[asterisk-users] "Register Attacks" End of ENUM ?

Motiejus Jakštys desired.mta at gmail.com
Tue Jul 27 01:42:45 CDT 2010


On Sun, Jul 25, 2010 at 3:11 AM, Norbert Zawodsky <norbert at zawodsky.at> wrote:
> Hello again!
>
> after it being "relatively quiet" her for the last weeks, my Astrerisk
> server was the target of 3 of that nasty REGISTER attacks during the
> last days. While I can see not much danger coming from these attacks (I
> use very long, complicated random generated passwords), they are still
> very annoying, because they always lead to my server crashing. (I think
> it's some out of memory condition because its a very tiny server.

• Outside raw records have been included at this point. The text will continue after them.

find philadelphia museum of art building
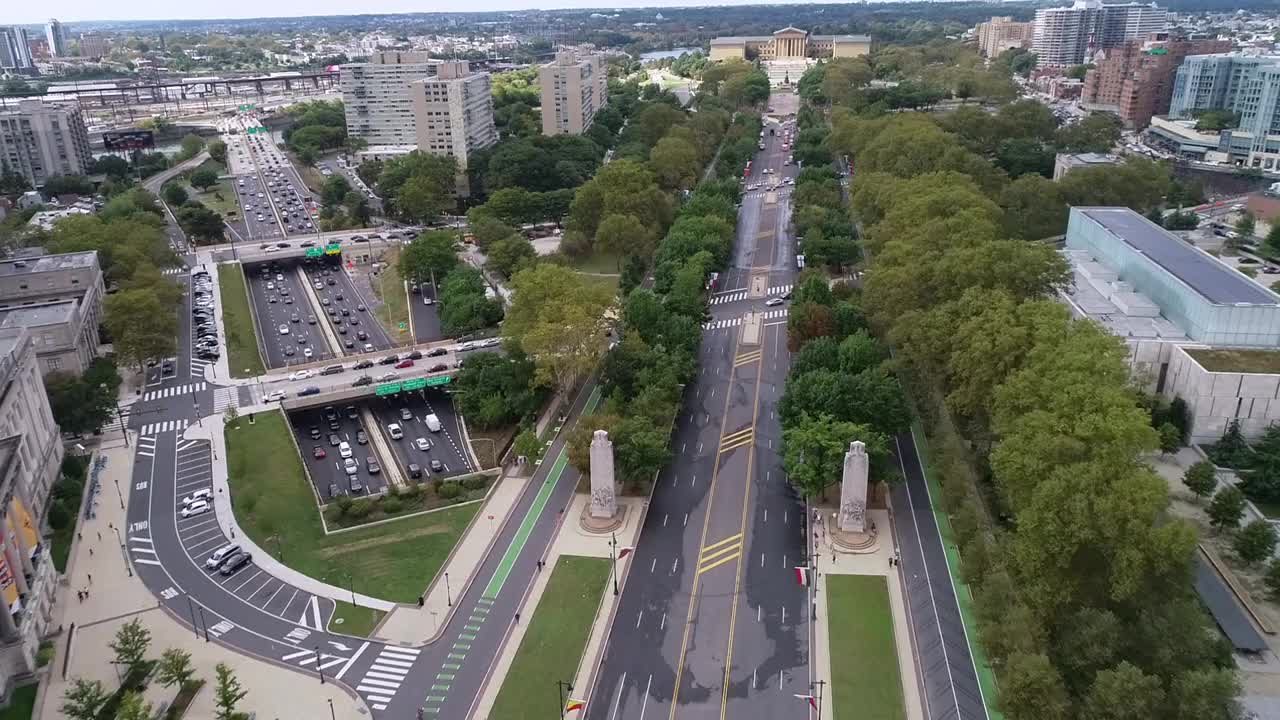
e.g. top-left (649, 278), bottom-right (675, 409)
top-left (709, 27), bottom-right (871, 62)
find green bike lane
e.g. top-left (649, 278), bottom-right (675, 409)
top-left (396, 383), bottom-right (603, 718)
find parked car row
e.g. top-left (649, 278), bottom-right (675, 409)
top-left (191, 270), bottom-right (220, 361)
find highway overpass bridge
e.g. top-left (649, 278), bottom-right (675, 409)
top-left (277, 367), bottom-right (459, 412)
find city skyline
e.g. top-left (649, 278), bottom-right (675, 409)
top-left (10, 0), bottom-right (888, 26)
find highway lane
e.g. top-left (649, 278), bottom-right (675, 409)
top-left (584, 113), bottom-right (806, 720)
top-left (233, 174), bottom-right (284, 242)
top-left (245, 259), bottom-right (337, 369)
top-left (363, 390), bottom-right (474, 482)
top-left (301, 261), bottom-right (397, 352)
top-left (408, 281), bottom-right (447, 345)
top-left (289, 405), bottom-right (390, 498)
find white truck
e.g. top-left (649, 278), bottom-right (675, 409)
top-left (425, 414), bottom-right (442, 433)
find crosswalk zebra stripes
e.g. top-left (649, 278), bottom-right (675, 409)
top-left (142, 383), bottom-right (206, 402)
top-left (703, 308), bottom-right (789, 330)
top-left (162, 267), bottom-right (188, 276)
top-left (212, 386), bottom-right (241, 413)
top-left (140, 419), bottom-right (189, 436)
top-left (356, 645), bottom-right (420, 711)
top-left (190, 358), bottom-right (212, 380)
top-left (710, 285), bottom-right (793, 305)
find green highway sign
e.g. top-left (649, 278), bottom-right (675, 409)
top-left (402, 378), bottom-right (426, 391)
top-left (425, 375), bottom-right (452, 387)
top-left (374, 382), bottom-right (402, 396)
top-left (324, 242), bottom-right (342, 256)
top-left (304, 247), bottom-right (323, 258)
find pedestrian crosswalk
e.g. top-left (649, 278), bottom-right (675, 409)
top-left (703, 308), bottom-right (789, 330)
top-left (212, 387), bottom-right (241, 413)
top-left (162, 267), bottom-right (188, 276)
top-left (745, 186), bottom-right (793, 198)
top-left (142, 383), bottom-right (206, 402)
top-left (190, 358), bottom-right (212, 380)
top-left (356, 645), bottom-right (420, 711)
top-left (709, 284), bottom-right (793, 305)
top-left (140, 419), bottom-right (189, 436)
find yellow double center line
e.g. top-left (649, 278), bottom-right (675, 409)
top-left (697, 533), bottom-right (743, 576)
top-left (719, 428), bottom-right (754, 454)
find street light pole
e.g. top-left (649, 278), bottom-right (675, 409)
top-left (556, 680), bottom-right (574, 719)
top-left (327, 699), bottom-right (335, 720)
top-left (112, 525), bottom-right (131, 577)
top-left (609, 532), bottom-right (619, 596)
top-left (813, 680), bottom-right (826, 720)
top-left (315, 645), bottom-right (325, 684)
top-left (445, 572), bottom-right (452, 607)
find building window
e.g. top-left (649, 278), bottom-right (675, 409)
top-left (47, 357), bottom-right (60, 371)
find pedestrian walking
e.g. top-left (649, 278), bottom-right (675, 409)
top-left (77, 532), bottom-right (82, 541)
top-left (515, 613), bottom-right (521, 624)
top-left (87, 574), bottom-right (92, 584)
top-left (96, 531), bottom-right (101, 541)
top-left (88, 548), bottom-right (93, 557)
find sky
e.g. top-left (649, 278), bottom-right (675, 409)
top-left (12, 0), bottom-right (861, 25)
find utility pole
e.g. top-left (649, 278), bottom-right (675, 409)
top-left (445, 571), bottom-right (452, 606)
top-left (315, 645), bottom-right (325, 684)
top-left (609, 532), bottom-right (619, 596)
top-left (812, 680), bottom-right (826, 720)
top-left (556, 680), bottom-right (574, 718)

Slow
> CPU, not much memory...)
>
> Now, as a quick-fix I had the idea to use iptables'  --scr-range rule
> to close the whole adress-range from 0.0.0.0 to 255.255.255.255 EXCEPT
> that small range of my VOIP provider. This should keep out all attacks.
> (At least, I think so). But I'm not a iptables-guru at all !!
>
> But the side-effect would be that ENUM wouldn't work any more.
>
> I still think that the best, clean solution would be, if some mechanism
> was built into asterisk (maybe sip.conf was the right place ???) where
> you could configure from which source (ip-range, ethernet-port or
> whatever...) asterisk  will accept or ignore REGISTER requests. For
> example, in my small installation, valid REGISTERs can only originate
> from the internal LAN, never from the "outside world". So I could
> restrict the range for valid REGISTERs to 192.168.1.0/24.
>
> AFAIK incoming calls would start the conversation with INVITE and those
> still may come from "the outside" (=any IP adress).
>
> Another thought makes me feel nervous: What if some sick brain gets the
> idea of sending INVITEs instead of those REGISTERs...
>
> Norbert

If all you need is block the SIP traffic from external sources, you
may do the following:
# iptables -A INPUT -s 192.168.1.0/24 -p udp --dport 5060 -j ACCEPT
# iptables -A INPUT -p udp --dport 5060 -j DROP

# iptables-save > /etc/iptables.up.rules
and somewhere in init scripts (depending on your lsb release):
# iptables-restore < /etc/iptables.up.rules

fail2ban is more suitable if you have external environment (plus it's
more complicated than just these 2 rules).